Two strings S and T are special-equivalent if after any number of moves, S == T.
A move consists of choosing two indices i and j with i % 2 == j % 2, and swapping S[i] with S[j].
Now, a group of special-equivalent strings from A is a non-empty subset S of A such that any string not in S is not special-equivalent with any string in S.

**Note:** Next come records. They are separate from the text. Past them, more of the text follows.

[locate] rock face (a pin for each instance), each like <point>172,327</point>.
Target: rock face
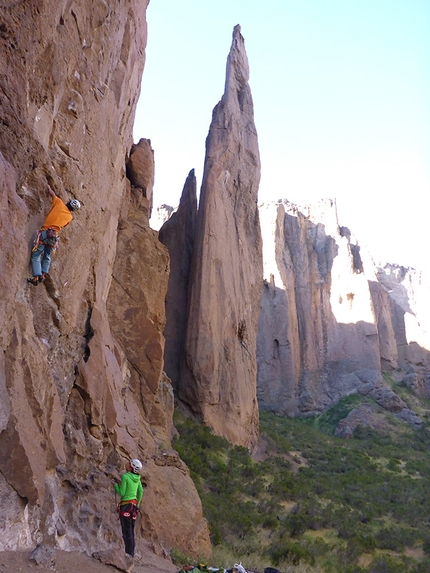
<point>81,372</point>
<point>400,298</point>
<point>178,234</point>
<point>219,378</point>
<point>317,338</point>
<point>331,322</point>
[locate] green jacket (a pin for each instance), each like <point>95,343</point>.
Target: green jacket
<point>130,488</point>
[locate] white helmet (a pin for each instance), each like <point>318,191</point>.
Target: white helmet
<point>74,204</point>
<point>136,465</point>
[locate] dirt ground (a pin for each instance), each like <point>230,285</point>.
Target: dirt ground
<point>73,562</point>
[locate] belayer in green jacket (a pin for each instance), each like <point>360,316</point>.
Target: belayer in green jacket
<point>131,492</point>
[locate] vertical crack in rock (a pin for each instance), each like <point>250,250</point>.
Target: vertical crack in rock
<point>177,234</point>
<point>218,380</point>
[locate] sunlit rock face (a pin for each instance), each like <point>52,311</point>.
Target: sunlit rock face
<point>401,298</point>
<point>219,379</point>
<point>81,368</point>
<point>317,337</point>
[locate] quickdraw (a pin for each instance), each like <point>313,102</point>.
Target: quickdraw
<point>129,510</point>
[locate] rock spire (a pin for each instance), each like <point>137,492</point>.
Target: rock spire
<point>219,378</point>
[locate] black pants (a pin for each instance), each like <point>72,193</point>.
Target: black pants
<point>127,526</point>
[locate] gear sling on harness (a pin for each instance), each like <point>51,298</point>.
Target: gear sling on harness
<point>50,239</point>
<point>128,509</point>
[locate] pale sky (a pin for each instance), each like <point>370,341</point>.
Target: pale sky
<point>341,93</point>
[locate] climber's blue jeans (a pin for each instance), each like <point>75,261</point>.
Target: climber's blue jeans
<point>41,258</point>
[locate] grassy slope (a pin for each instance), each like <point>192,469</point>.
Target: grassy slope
<point>316,502</point>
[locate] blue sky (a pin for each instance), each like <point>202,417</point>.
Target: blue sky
<point>341,93</point>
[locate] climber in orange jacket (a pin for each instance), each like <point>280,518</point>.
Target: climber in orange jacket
<point>46,241</point>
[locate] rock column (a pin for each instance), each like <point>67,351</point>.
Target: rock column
<point>219,379</point>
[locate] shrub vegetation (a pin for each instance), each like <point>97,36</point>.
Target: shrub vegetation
<point>316,502</point>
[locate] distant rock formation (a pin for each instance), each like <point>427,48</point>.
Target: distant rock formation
<point>218,381</point>
<point>81,369</point>
<point>178,234</point>
<point>401,300</point>
<point>317,338</point>
<point>331,321</point>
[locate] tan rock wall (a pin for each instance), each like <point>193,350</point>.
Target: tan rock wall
<point>317,338</point>
<point>81,380</point>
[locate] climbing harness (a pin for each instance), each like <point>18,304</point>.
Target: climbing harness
<point>50,239</point>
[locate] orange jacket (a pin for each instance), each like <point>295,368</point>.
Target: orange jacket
<point>59,216</point>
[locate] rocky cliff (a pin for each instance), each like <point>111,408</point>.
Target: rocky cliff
<point>81,368</point>
<point>218,375</point>
<point>331,322</point>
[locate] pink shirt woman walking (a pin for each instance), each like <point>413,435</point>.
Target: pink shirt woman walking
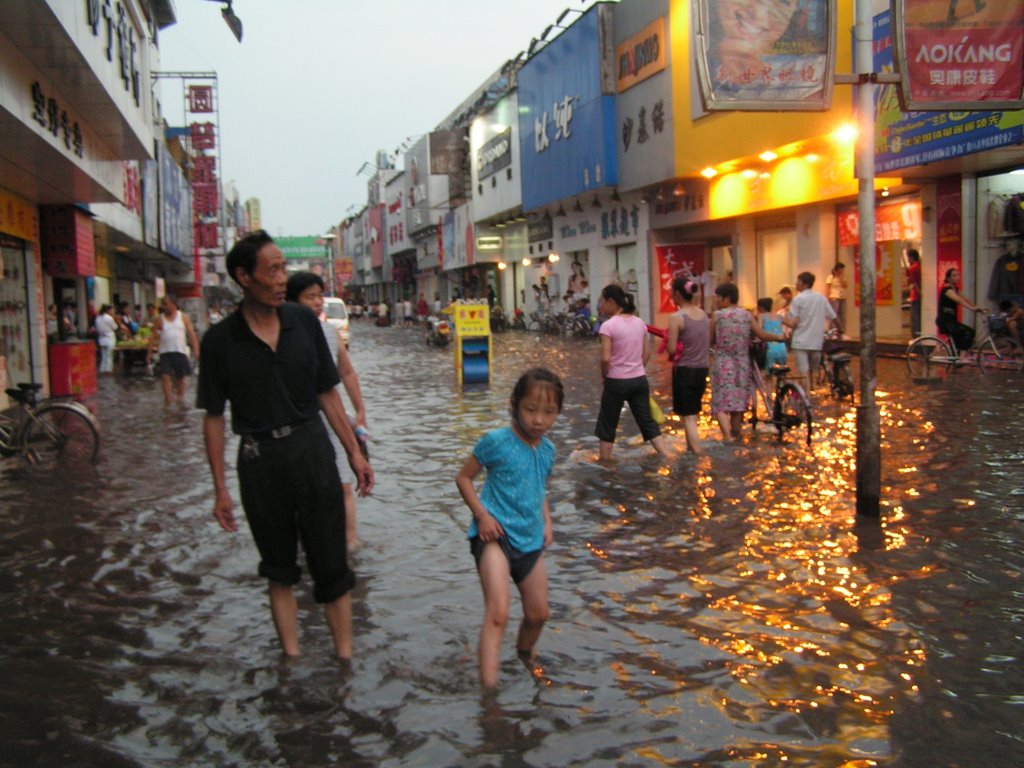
<point>625,350</point>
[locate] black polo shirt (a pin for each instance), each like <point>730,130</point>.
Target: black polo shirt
<point>267,389</point>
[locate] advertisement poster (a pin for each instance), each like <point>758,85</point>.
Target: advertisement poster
<point>949,244</point>
<point>765,54</point>
<point>677,260</point>
<point>895,224</point>
<point>908,138</point>
<point>961,54</point>
<point>887,255</point>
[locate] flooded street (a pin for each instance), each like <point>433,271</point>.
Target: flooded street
<point>724,610</point>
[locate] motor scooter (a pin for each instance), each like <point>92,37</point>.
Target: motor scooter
<point>438,331</point>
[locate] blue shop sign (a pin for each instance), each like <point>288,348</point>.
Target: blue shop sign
<point>175,204</point>
<point>566,123</point>
<point>909,138</point>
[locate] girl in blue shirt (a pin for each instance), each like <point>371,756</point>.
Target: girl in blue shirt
<point>511,516</point>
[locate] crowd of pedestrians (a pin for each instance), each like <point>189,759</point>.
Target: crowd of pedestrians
<point>284,369</point>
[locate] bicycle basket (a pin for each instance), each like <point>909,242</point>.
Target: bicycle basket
<point>997,325</point>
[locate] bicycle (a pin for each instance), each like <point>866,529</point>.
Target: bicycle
<point>574,325</point>
<point>934,356</point>
<point>545,323</point>
<point>48,431</point>
<point>835,371</point>
<point>788,407</point>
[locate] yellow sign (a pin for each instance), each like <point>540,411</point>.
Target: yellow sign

Return the number of groups of special-equivalent strings from A.
Example 1:
Input: [“a”,”b”,”c”,”a”,”c”,”c”]
Output: 3
Explanation: 3 groups [“a”,”a”], [“b”], [“c”,”c”,”c”]
Example 2:
Input: [“aa”,”bb”,”ab”,”ba”]
Output: 4
Explanation: 4 groups [“aa”], [“bb”], [“ab”], [“ba”]
Example 3:
Input: [“abc”,”acb”,”bac”,”bca”,”cab”,”cba”]
Output: 3
Explanation: 3 groups [“abc”,”cba”], [“acb”,”bca”], [“bac”,”cab”]
Example 4:
Input: [“abcd”,”cdab”,”adcb”,”cbad”]
Output: 1
Explanation: 1 group [“abcd”,”cdab”,”adcb”,”cbad”]
Note:
1 <= A.length <= 1000
1 <= A[i].length <= 20
All A[i] have the same length.
All A[i] consist of only lowercase letters.
Solution
Thought: we only need to find the number of groups special permutations of the given string:
if two strings have all odd digits equivalent, and all even digits equivalent, they are in the same group.
class Solution {
public int numSpecialEquivGroups(String[] A) {
Set<String> set = new HashSet<>();
for (String s: A) {
int[] odd = new int[26];
int[] even = new int[26];
for (int i = 0; i < s.length(); i++) {
int index = s.charAt(i)-`a`;
if (i%2 == 1) odd[index]++;
else even[index]++;
}
String record = Arrays.toString(odd) + Arrays.toString(even);
set.add(record);
}
return set.size();
}
}